On Murud Beach I had some nariyal pani (coconut water). I met two French tourists and spoke some French with them. I once learned French for about four months. I have since forgotten a lot of what I learnt but they were very impressed with my petit French. The French guy liked my bike a lot.
I soon headed on to what I thought was Janjira Fort but it actually was Kasa Fort. Well guys a bit of history: Janjira was a fort which the great Maratha warrior king Shivaji could never capture. That's why his son built a fort on an island close to Janjira in order to capture Janjira, but that never happened.

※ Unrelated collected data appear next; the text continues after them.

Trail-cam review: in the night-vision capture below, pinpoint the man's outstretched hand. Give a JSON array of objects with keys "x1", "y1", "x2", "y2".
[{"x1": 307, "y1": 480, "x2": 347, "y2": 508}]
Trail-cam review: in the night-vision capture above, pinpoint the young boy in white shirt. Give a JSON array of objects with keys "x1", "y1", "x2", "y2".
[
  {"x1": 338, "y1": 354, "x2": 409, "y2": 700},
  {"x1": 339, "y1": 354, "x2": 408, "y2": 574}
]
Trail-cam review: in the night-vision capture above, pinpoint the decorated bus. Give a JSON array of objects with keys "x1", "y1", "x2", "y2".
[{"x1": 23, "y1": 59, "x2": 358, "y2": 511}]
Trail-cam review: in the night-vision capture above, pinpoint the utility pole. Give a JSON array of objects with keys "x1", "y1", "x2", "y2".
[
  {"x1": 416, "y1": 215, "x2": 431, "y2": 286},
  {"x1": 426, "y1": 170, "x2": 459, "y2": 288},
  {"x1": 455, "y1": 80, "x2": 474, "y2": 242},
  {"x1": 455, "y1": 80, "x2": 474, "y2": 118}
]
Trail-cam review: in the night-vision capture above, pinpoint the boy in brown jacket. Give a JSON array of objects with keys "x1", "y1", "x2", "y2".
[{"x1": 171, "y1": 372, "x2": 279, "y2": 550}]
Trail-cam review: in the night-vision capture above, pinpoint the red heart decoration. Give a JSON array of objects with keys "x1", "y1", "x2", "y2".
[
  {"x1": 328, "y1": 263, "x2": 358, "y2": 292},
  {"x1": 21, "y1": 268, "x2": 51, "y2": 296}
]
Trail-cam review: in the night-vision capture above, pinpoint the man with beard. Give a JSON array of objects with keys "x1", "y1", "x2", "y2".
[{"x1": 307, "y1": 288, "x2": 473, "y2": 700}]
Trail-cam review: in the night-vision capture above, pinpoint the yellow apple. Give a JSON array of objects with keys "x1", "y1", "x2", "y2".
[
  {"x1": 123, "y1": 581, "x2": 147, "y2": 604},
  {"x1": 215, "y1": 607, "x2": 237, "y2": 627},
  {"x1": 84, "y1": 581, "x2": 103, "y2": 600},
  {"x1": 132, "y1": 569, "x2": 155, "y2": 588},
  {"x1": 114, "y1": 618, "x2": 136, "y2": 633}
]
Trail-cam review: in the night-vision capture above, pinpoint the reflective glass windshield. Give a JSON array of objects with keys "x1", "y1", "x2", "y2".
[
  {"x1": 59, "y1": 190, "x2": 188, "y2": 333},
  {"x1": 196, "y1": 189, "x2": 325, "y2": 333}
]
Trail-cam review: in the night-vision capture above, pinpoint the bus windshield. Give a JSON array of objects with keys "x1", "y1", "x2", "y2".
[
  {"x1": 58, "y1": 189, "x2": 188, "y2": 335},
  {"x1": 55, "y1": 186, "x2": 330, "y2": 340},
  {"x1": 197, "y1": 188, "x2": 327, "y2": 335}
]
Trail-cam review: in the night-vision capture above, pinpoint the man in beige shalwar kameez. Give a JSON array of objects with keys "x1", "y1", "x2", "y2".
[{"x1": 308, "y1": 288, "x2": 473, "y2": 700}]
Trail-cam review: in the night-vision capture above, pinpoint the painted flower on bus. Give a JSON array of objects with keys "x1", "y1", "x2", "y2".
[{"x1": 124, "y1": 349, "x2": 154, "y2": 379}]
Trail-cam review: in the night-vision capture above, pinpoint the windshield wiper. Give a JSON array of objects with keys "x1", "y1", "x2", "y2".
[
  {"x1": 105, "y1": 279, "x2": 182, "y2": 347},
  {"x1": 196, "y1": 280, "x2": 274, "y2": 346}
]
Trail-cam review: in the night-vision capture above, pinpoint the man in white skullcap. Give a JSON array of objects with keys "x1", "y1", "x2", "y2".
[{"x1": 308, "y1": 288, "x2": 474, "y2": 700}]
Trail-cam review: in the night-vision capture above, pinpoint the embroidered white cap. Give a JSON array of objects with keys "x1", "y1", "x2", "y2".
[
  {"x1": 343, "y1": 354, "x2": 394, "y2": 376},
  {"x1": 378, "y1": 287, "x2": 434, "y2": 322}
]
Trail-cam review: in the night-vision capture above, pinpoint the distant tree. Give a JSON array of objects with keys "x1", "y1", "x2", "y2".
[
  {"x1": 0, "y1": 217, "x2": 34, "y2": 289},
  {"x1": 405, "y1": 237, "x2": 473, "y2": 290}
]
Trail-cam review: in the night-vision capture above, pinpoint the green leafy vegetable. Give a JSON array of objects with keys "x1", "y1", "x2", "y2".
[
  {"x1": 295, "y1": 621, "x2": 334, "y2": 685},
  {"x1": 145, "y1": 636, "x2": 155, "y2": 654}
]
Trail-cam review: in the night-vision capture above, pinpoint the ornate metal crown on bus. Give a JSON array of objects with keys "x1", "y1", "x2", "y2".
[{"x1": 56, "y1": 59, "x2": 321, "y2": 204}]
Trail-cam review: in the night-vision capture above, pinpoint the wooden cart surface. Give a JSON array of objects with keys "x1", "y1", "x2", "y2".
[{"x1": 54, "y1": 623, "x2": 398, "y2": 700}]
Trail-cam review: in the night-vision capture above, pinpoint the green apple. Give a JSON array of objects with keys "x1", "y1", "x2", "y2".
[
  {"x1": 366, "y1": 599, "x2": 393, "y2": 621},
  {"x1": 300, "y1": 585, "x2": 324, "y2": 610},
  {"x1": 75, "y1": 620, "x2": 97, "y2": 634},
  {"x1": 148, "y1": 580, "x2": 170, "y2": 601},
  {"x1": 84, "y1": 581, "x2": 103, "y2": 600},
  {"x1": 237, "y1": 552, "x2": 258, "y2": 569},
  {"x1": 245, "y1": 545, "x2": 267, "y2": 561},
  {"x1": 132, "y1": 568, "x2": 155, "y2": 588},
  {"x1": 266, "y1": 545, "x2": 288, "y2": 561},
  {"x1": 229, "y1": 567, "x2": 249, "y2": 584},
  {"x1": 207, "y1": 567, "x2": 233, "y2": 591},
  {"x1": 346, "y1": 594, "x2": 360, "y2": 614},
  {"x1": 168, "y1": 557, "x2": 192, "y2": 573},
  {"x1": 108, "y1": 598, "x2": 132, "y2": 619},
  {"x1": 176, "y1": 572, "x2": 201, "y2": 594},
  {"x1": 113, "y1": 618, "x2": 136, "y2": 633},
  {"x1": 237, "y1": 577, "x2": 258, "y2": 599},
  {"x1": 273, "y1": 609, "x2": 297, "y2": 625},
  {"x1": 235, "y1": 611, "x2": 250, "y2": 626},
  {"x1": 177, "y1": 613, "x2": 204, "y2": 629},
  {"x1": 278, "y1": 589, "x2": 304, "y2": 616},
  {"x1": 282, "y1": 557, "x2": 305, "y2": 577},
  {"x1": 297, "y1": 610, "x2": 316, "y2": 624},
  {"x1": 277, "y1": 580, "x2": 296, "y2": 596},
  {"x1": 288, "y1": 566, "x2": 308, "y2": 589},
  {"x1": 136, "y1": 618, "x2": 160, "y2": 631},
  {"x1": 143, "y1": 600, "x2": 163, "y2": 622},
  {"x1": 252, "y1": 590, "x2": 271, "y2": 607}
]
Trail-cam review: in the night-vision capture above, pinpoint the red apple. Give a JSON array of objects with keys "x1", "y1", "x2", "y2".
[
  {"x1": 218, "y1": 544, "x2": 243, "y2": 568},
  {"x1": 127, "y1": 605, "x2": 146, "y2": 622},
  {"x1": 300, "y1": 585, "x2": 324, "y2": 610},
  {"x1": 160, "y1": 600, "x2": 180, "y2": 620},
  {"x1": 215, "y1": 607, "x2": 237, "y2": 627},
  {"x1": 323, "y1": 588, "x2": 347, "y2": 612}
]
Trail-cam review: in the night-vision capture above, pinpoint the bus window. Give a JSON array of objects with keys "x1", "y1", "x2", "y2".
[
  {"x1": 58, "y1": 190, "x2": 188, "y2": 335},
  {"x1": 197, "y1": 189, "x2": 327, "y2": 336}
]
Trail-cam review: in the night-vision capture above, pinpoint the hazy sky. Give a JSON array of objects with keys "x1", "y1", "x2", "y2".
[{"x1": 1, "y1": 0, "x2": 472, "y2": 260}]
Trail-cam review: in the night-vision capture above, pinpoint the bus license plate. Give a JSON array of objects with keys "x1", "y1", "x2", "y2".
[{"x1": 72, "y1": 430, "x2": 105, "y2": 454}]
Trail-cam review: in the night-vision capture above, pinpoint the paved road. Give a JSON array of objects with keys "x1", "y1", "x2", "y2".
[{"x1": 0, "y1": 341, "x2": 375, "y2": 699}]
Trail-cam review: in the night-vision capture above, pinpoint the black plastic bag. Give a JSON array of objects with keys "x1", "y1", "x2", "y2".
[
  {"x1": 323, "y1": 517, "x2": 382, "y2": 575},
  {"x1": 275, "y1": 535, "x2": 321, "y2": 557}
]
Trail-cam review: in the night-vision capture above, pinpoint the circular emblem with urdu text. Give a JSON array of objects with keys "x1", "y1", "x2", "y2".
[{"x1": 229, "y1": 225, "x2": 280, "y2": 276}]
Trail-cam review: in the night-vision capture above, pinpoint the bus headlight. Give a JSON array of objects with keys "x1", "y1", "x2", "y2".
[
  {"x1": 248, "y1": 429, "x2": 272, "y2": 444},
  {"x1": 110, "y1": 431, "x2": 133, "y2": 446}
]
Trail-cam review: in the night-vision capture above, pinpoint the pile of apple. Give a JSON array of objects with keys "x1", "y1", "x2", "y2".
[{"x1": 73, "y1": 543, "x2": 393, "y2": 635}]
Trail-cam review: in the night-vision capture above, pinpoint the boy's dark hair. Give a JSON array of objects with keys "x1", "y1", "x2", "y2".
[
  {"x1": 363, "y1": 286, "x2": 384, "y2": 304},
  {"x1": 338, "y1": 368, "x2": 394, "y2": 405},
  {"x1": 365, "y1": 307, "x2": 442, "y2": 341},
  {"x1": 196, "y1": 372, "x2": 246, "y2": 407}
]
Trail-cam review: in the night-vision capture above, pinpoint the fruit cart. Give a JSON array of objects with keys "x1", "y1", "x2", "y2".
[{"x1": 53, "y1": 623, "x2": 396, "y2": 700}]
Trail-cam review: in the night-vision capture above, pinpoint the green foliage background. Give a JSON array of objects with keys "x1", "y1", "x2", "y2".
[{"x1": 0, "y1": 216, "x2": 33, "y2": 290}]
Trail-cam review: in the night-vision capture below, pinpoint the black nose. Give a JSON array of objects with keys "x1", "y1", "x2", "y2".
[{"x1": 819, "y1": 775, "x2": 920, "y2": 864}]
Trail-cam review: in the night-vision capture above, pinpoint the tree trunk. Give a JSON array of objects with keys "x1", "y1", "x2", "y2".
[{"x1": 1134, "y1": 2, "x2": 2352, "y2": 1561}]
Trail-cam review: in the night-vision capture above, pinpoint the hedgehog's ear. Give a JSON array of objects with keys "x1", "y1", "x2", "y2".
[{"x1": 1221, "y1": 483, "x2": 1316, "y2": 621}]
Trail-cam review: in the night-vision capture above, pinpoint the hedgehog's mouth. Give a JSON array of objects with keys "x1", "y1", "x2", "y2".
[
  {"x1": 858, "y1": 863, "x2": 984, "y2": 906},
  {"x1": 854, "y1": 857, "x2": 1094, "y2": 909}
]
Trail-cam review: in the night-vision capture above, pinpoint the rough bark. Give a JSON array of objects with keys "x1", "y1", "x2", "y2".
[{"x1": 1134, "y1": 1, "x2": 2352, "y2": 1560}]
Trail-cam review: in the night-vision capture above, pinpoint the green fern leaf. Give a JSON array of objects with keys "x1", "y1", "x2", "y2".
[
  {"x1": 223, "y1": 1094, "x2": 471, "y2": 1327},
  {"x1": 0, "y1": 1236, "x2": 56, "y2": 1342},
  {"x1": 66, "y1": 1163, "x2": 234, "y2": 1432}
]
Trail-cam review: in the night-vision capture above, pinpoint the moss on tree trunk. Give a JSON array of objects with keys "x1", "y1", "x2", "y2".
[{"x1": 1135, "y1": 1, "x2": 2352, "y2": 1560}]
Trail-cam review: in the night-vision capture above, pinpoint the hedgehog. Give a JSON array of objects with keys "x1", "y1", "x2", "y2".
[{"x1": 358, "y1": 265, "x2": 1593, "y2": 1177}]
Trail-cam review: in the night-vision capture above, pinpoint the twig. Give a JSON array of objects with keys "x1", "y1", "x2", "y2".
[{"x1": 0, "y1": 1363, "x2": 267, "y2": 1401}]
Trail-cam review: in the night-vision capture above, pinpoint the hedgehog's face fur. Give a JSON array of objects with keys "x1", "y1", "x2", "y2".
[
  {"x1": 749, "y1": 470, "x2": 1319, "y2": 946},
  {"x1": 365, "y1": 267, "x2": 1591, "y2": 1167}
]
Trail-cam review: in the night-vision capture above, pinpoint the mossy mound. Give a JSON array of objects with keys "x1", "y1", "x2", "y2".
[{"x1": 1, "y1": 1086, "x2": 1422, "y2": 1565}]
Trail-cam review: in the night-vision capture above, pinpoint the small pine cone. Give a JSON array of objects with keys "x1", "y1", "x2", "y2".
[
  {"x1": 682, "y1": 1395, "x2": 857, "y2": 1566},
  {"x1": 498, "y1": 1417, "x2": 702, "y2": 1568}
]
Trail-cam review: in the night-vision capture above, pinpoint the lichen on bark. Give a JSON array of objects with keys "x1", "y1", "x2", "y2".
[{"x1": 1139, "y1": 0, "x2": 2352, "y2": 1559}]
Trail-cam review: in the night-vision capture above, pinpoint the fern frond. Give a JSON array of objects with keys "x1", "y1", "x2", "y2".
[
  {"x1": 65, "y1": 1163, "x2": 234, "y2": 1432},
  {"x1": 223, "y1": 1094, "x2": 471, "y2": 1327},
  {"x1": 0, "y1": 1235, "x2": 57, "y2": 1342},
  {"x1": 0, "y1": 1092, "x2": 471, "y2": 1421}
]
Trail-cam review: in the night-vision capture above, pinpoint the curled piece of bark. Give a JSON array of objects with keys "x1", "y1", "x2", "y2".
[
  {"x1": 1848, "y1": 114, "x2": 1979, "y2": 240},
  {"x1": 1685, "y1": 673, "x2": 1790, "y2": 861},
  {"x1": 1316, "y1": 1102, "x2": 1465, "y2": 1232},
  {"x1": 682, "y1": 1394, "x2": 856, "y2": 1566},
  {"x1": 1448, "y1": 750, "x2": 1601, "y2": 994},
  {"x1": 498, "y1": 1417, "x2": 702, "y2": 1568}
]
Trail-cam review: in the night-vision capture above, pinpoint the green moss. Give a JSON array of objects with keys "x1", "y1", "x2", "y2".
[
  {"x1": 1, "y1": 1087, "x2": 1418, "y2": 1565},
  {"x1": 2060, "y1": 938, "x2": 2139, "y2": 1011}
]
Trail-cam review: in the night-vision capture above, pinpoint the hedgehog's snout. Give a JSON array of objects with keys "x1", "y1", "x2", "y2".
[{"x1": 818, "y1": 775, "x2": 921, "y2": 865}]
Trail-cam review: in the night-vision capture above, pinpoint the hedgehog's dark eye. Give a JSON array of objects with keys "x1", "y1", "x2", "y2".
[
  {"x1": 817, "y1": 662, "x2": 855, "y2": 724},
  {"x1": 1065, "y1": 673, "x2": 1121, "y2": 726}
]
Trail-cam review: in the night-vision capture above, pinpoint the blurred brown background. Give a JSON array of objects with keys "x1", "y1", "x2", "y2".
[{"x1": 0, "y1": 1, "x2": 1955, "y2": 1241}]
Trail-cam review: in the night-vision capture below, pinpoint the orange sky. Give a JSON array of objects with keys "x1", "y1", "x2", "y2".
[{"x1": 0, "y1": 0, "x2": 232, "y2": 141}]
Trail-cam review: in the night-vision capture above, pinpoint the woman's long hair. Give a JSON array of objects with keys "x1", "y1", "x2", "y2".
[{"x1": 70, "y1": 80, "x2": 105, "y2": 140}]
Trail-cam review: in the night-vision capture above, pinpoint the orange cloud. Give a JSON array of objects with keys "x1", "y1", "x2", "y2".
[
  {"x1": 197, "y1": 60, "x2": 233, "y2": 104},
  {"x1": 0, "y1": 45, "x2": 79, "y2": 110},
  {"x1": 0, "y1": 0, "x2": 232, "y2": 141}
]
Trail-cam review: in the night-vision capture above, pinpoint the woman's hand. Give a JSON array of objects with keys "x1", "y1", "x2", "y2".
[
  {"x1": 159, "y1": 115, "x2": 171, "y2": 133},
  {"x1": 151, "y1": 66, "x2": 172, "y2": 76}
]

I finally came to the dock from which you get a boat to Janjira. Janjira Fort which was majestically located in the Arabian Sea. It has stood there for 950 years.
The boatman would not take us to the island until he had 20 passengers in his boat. A family of villagers and I already on board waited till he got 10 more. In the meantime I became the family's official free photographer and clicked some holiday pics for them (I hope they come out good else they would end up cursing me). Very soon a horde of 20 guys all from Pune, like me, arrived, so in a few minutes we were sailing towards Janjira Fort.
And amazing piece of info for you dear reader: the fort is built in such a way that till you get about 100 or 200 meters from it, you just can't see the huge entrance.
On the boat, two of the Pune bunch told me we could ferry our bikes and sail to Dighi on a launch and then go to Devgarh and Harihareshwar from there! I loved the idea.
But first some trivia on Janjira: It's huge and you can easily get lost. There is 20 acres fully fortified. I have never seen a complete fort ever on all my earlier treks in the Sahayadris. Inside the fort there were amazingly two huge sweet water lakes. We drank water from a deep, deep well. It was crystal clear. What a miracle! Salty water all around and sweet water on the island! We explored the fort. The stones used to build the fort have taken a battering over the centuries but the joints used to connect these stones are still as they were. The Nizam of this area also built an underwater tunnel right to his palace on the shore. We ventured inside the secret tunnel but it was too dark. Next time I will take a powerful torch and try going deeper in.
Back at Murud, we (me and the two other bike guys) immediately found a motorised launch and headed to Dighi. We saw some amazing birds flying close to our boat. They would dive into the sea and come out with fish.
At Dighi we headed straight for Devgarh since we didn't want to miss the sunset. The road is really nice and we did make it to see the sunset. We biked along the beach too and then went hunting for a place to stay overnight. I could have actually slept on the beach listening to the waves! But we were lucky and found a nice bungalow to stay in. The owner had amazing coconut and betel nut orchards.
Dinner was on the beach again. Chicken and beer. The next morning was also spent on the beach sunbathing. We visited the Golden Ganpati Temple and then headed for Srivardhan.
Srivardhan was again a nice, sleepy town like Devgarh, but Devgarh with its old bunglows and coconut trees, was prettier. From Srivardhan it was time to head to our final destination Harihareshwar.
Since it was a holiday the highway was fairly busy. We visited a temple at Harihareshwar. The deity is located on top of a hill and the views from the rear of the hill of the sea and the rocks is awesome. I enjoyed the scene totally and sat admiring the battle between the rocks and the sea -- the waves lashed and the rocks held their ground.
From Harihareshwar it was time to head home. The ride back was accomplished smoothly. I was back home in Pune by 6 pm. My bike's odometer read 27,756. I had done 450 km over 30 hours. I had planned to just see Murud-Janjira but had done three more places as well. I plan to go again!